With Super Tuesday having slipped into Sleep-Deprived Wednesday, everyone is pointing to March 4th as the next big Democratic president contest. Vermont, Rhode Island, Texas, and Ohio are all up for grabs for a total of 370 pledged delegates.
The conventional wisdom says that Ohio and Texas are Hillary’s to lose. In Ohio, she’s got a lot of establishment support, including the endorsement from Gov. Ted Strickland. In Texas, the large number of Latino voters seems to give her a demographic edge.
However, as Ben Smith of the Politico mentioned after an Obama campaign conference call this morning, Texas isn’t a conventional primary:
It’s a mixed primary and caucus system, with two-thirds of the delegates awarded through primaries and a third through caucuses open only to primary voters.
In a moment of masochism, I pulled up the rules for the Texas nominating process. The two campaigns will be competing for delegates in 31 senatorial districts. There’s a formula for determining how those delegates are appropriated that gives equal weight to the district’s performance in the last governor’s race and presidential election:
Let P equal a given district’s percentage of the statewide Democratic vote in the last gubernatorial election, and let V equal that district’s percentage of the total statewide vote for the Democratic nominee in the last presidential election (district vote/state vote). ( P + V) divided by 2 = that district’s percentage of the total number of Delegates to be elected by the senatorial districts, as opposed to the number to be elected at-large..

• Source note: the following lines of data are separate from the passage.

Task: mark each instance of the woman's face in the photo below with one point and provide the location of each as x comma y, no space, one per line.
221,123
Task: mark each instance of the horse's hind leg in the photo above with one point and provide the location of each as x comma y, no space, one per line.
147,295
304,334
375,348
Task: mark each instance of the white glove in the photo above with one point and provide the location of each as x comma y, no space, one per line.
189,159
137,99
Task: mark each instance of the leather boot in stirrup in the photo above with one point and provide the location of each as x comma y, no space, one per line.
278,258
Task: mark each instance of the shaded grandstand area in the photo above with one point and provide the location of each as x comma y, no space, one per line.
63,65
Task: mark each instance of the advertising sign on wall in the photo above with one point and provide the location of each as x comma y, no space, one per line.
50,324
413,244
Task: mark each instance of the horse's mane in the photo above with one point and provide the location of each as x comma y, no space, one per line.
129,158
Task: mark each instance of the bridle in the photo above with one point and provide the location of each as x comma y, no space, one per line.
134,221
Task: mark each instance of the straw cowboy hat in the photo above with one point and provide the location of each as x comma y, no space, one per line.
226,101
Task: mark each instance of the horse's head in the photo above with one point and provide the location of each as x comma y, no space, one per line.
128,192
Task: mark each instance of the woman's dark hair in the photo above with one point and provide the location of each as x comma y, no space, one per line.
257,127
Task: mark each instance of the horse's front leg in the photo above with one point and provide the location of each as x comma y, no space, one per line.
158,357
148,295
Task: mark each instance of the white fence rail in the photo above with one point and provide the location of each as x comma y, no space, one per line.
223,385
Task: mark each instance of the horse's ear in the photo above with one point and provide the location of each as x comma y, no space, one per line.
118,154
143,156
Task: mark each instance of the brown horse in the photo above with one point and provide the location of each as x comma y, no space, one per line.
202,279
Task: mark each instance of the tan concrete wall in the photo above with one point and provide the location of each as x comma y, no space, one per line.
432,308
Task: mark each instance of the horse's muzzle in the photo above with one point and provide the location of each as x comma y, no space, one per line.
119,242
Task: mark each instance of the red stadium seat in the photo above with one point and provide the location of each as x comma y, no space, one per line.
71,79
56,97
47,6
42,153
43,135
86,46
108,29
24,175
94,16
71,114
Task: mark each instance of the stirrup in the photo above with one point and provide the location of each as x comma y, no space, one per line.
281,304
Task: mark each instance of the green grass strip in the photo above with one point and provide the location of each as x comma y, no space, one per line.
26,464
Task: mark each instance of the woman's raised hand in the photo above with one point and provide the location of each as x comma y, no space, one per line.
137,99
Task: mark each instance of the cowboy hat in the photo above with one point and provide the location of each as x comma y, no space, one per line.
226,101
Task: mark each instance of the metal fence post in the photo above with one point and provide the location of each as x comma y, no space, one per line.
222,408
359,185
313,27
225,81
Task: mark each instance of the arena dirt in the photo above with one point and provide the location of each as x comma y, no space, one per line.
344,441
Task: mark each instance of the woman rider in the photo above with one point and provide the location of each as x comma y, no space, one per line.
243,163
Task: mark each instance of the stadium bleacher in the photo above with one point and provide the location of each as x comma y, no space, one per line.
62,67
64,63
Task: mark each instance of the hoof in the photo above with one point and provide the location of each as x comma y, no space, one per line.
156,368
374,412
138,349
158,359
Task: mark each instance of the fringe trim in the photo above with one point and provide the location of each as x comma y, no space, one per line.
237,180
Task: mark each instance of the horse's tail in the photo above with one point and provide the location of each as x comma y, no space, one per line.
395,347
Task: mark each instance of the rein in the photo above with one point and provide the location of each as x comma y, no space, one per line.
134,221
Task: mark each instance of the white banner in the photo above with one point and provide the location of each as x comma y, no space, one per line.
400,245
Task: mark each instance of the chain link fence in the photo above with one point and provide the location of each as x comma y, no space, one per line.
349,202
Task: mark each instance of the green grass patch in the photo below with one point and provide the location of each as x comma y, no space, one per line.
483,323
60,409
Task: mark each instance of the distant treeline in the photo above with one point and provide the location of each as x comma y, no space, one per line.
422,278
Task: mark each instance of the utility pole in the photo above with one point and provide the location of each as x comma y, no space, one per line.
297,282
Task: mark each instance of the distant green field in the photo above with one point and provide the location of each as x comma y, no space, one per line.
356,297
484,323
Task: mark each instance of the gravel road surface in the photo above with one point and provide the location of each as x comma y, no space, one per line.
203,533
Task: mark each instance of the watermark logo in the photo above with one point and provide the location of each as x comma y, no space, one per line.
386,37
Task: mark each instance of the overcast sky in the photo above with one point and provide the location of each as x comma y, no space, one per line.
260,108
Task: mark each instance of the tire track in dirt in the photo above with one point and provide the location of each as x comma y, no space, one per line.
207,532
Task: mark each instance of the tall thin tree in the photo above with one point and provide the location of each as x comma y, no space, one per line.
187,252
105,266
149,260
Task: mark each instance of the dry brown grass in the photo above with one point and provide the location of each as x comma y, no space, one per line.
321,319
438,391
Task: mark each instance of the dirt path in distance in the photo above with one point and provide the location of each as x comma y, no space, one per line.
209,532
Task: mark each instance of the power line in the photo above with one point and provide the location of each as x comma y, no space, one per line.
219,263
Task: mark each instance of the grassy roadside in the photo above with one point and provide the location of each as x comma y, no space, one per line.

That makes up 2/3rds of the pledged delegates. The rest are at-large, assigned through a caucus vote with its own set of procedures.
Obviously, Texas Democrats have a particularly complicated procedure for distributing their delegates, which lends itself to intensive organization. That’s always been on Obama strength, and last night, he absolutely dominated caucus elections — winning Alaska, Colorado, Kansas, Minnesota and North Dakota. His margins overall were better than 2-1.
That sets up an interesting test in TX between Obama’s organizational strength and one of HRC’s most important demographic advantages. That’s yet another thing to watch as this amazingly close competiiton moves on to the next stage.